Example generated output

// Generated by `pi-steering import-json`.
// Edit freely — this is your steering config now.

import { defineConfig } from "pi-steering";

export default defineConfig({
  "rules": [
    {
      "name": "no-force-push",
      "tool": "bash",
      "field": "command",
      "pattern": "^git\\s+push.*--force(?!-)",
      "reason": "Force-push rewrites history. Use --force-with-lease if needed."
    }
  ]
});
After generation, open the file and convert string pattern values to RegExp literals for better readability — the converter uses JSON-safe strings because JSON has no regex literal syntax.

What import-json cannot convert

The v1 JSON format is a strict subset of what the TypeScript config supports.

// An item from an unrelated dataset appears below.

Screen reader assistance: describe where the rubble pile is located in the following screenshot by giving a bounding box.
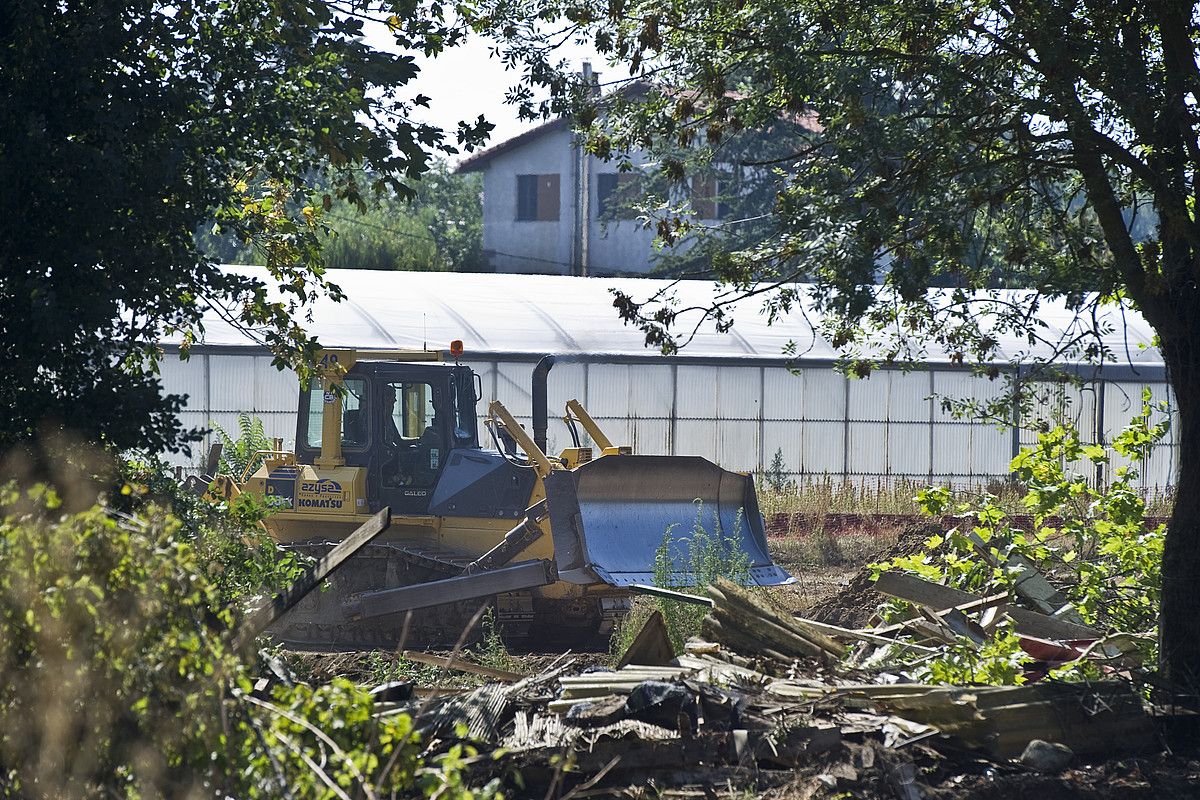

Three categories of v2 features cannot be represented in JSON and must be authored directly in TypeScript after migration:
  • Pluginsplugins: [...] references live TypeScript imports; there is no JSON equivalent.
  • Observers — observer onResult handlers are functions.
  • Function-valued predicatescondition, reason functions, and onFire hooks are TypeScript code, not JSON literals.
If the input JSON contains any feature in the unsupported set, the command exits 2 and prints the specific path that failed conversion.

Flags

<input.json>
string (positional)
required
Path to the v1 JSON config file to convert.
-o / --output <output.ts>
string
Output path for the generated TypeScript file. When omitted, the generated module is written to stdout — useful for previewing the result before committing it to disk.

Exit codes

CodeMeaning
0Conversion succeeded. The output was written to the specified file or stdout.
1Invalid arguments, the input file could not be read, or the input is not valid JSON.
2Conversion failed — the input contains a v1 feature that cannot be represented in the v2 TypeScript shape (surfaced as a FromJSONError with the path of the unsupported field).